The United Nations chief warned at a high-level U.N. meeting Tuesday that the situation in the Middle East is growing more dire by the hour with the risk of the Gaza war spreading through the region increasing as societies splinter and tensions threaten to boil over.
Secretary-General Antonio Guterres called for an immediate humanitarian cease-fire to deliver desperately needed food, water, medicine and fuel. He appealed “to all to pull back from the brink before the violence claims even more lives and spreads even farther.”
Guterres told the U.N. Security Council’s monthly meeting on the decades-old Israeli-Palestinian conflict -- which has turned into a major event with ministers from the war’s key parties and a dozen other countries flying to New York -– that the rules of war must be obeyed.
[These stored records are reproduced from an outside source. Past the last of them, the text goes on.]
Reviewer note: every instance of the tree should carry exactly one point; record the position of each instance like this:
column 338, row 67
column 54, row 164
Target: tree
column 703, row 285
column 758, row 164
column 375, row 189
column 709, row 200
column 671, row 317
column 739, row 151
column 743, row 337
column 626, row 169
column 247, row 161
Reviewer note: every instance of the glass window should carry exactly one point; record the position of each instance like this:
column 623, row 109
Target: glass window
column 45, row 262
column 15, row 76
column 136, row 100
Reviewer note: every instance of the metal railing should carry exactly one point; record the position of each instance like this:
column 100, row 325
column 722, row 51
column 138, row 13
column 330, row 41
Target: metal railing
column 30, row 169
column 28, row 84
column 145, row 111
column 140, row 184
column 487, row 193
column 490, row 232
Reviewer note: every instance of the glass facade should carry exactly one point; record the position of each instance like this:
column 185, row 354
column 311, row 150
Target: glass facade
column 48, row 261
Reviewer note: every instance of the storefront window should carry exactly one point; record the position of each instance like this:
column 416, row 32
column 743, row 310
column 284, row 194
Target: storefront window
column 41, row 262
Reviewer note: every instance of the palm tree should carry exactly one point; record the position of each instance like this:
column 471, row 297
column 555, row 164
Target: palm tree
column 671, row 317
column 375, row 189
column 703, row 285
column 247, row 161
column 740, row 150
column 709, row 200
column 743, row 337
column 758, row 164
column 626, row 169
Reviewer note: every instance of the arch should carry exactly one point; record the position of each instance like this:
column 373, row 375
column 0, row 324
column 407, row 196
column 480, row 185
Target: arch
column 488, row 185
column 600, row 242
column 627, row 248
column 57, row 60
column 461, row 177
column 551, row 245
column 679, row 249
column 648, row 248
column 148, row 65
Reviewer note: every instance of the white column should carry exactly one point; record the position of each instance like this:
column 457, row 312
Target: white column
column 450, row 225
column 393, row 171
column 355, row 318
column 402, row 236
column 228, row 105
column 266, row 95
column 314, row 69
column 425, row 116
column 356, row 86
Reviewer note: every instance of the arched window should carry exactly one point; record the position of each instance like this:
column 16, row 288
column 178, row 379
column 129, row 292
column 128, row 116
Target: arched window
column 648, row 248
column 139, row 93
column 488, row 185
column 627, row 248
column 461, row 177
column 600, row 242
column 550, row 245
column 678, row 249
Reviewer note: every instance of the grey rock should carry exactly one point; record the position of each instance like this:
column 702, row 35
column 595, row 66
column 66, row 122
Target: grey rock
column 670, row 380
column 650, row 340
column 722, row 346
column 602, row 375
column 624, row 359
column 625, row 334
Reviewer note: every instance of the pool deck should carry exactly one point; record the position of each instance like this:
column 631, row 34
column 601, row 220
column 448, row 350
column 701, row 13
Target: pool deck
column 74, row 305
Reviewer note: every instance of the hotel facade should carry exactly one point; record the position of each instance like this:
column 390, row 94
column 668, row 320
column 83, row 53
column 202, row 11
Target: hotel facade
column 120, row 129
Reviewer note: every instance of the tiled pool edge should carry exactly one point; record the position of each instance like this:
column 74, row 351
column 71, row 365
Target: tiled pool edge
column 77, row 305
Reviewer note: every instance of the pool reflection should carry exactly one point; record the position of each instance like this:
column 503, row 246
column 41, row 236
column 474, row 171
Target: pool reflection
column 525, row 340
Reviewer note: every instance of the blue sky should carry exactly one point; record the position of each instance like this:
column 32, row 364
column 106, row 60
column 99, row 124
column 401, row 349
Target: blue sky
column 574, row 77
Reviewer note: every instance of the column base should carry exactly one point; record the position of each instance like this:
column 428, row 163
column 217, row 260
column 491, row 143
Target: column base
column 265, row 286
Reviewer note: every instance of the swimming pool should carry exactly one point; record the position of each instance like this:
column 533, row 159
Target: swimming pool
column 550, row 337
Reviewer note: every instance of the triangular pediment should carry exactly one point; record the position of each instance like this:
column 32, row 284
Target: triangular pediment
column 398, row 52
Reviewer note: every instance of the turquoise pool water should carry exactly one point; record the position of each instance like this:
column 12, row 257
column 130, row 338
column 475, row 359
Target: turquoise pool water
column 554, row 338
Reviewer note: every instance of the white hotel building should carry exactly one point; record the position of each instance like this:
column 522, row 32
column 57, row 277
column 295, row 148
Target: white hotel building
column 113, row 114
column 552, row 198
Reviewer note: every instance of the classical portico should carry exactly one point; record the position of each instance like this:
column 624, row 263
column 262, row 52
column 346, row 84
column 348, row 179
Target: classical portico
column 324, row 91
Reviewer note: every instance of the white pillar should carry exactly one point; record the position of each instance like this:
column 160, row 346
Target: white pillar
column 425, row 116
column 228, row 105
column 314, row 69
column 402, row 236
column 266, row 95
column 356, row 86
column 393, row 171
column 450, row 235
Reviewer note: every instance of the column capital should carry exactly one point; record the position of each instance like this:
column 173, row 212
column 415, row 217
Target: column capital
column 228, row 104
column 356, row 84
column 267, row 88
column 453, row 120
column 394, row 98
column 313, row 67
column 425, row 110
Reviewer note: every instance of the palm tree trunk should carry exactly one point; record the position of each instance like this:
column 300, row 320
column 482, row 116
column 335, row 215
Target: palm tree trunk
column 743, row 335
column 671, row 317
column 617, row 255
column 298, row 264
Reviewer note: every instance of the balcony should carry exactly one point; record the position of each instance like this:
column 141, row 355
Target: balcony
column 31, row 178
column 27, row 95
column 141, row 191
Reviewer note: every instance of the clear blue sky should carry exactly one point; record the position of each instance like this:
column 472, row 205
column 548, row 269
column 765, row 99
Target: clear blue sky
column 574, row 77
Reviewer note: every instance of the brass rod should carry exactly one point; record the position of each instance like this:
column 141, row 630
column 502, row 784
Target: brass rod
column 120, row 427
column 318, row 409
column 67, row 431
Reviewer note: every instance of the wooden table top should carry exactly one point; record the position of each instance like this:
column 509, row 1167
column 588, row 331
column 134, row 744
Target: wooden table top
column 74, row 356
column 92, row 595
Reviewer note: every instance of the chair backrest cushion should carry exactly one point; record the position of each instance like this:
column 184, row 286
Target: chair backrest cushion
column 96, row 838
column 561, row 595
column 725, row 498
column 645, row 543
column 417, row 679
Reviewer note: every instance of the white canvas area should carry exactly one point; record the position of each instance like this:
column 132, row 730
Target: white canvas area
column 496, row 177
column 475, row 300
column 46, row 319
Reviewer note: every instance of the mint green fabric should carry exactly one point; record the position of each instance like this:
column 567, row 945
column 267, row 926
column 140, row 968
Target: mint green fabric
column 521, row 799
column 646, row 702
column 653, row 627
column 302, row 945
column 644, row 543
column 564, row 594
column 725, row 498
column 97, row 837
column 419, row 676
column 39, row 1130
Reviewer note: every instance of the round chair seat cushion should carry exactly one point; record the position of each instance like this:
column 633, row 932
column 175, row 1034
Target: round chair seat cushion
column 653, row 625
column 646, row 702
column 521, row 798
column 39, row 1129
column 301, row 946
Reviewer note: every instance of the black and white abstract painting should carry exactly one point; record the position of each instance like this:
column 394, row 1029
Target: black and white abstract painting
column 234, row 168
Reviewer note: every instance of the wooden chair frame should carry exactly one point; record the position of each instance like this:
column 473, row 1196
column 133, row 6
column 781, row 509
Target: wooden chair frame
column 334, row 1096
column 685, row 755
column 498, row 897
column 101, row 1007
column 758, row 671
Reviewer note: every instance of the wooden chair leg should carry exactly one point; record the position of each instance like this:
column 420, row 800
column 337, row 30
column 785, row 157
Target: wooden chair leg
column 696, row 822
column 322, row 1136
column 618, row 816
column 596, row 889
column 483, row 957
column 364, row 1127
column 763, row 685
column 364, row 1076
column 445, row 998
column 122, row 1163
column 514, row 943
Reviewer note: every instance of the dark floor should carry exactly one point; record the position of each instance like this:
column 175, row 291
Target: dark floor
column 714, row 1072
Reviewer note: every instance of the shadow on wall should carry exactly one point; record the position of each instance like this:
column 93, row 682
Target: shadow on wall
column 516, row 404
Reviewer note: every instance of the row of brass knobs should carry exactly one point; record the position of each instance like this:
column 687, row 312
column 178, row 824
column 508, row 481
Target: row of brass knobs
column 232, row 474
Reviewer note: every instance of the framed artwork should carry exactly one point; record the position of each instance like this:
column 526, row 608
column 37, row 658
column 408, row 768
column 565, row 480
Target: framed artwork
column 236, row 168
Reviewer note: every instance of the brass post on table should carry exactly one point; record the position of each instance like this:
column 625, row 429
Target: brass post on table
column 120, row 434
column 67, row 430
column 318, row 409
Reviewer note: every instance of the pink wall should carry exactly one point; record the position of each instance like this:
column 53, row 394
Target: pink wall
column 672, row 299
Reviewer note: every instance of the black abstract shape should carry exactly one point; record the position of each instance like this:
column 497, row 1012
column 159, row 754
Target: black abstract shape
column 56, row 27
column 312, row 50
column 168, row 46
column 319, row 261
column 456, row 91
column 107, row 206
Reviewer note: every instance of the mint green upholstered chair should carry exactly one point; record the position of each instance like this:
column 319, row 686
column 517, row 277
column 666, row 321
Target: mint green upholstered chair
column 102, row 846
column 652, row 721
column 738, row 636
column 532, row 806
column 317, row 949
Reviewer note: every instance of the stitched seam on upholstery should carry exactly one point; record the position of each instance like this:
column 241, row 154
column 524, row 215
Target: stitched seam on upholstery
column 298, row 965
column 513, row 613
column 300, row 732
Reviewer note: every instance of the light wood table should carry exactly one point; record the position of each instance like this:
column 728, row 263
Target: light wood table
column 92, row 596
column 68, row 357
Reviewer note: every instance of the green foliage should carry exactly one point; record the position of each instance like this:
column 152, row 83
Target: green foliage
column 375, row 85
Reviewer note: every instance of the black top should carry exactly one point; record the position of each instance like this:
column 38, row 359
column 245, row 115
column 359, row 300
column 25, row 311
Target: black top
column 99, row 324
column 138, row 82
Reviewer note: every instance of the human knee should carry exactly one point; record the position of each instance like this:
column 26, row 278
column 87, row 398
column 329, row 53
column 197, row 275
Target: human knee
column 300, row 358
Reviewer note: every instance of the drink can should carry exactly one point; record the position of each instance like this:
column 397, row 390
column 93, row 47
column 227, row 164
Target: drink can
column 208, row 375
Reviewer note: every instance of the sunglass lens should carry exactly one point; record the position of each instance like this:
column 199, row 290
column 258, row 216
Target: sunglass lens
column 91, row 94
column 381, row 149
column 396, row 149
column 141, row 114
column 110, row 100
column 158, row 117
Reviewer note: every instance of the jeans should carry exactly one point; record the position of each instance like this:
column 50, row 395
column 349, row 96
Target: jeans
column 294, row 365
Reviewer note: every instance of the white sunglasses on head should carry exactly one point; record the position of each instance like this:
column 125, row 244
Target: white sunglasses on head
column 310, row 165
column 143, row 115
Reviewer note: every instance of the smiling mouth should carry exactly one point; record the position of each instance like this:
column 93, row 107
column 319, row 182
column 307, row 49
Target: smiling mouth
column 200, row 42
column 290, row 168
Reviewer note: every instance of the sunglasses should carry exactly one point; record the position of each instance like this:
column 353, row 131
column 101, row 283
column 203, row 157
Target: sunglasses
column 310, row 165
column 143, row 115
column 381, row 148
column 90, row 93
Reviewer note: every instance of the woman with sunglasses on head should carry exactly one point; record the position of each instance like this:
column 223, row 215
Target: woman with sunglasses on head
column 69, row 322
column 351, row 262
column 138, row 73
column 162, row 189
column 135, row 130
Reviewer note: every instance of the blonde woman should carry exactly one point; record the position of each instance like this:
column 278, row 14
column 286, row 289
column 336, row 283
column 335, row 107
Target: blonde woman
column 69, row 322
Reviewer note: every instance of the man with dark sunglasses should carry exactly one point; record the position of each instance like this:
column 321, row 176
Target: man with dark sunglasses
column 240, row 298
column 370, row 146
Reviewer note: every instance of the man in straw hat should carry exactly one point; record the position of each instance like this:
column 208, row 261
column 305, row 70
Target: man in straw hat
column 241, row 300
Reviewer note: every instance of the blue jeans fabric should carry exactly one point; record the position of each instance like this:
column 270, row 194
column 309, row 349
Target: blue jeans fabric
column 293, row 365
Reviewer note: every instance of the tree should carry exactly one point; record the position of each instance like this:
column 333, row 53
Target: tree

The secretary-general said the grievances of the Palestinian people cannot justify “the horrifying and unprecedented Oct. 7 acts of terror” by Hamas in Israel and demanded the immediate release of all hostages.
But Guterres also stressed that “those appalling attacks cannot justify the collective punishment of the Palestinian people.”
He expressed deep concern at “the clear violations of international humanitarian law,” calling Israel’s constant bombardment of Gaza and the level of destruction and civilian casualties “alarming.” Protecting civilians “is paramount in any armed conflict,” he said.
Without naming Hamas, the U.N. chief stressed that “protecting civilians can never mean using them as human shields.”
Guterres also criticized Israel without naming it, saying “protecting civilians does not mean ordering more than one million people to evacuate to the south, where there is no shelter, no food, no water, no medicine and no fuel, and then continuing to bomb the south itself.”
The United States is pushing for adoption of a resolution that would condemn the Hamas attacks in Israel and violence against civilians, and reaffirm Israel’s right to self-defense. There were some expectations that it might be voted on Tuesday, but diplomats said it is still being negotiated.
A draft obtained Monday by The Associated Press would also demand the immediate release of all hostages, strongly urge respect for international laws on conducting war and protecting civilians, call on all countries to take steps to prevent a spillover, and demand immediate humanitarian access to Gaza.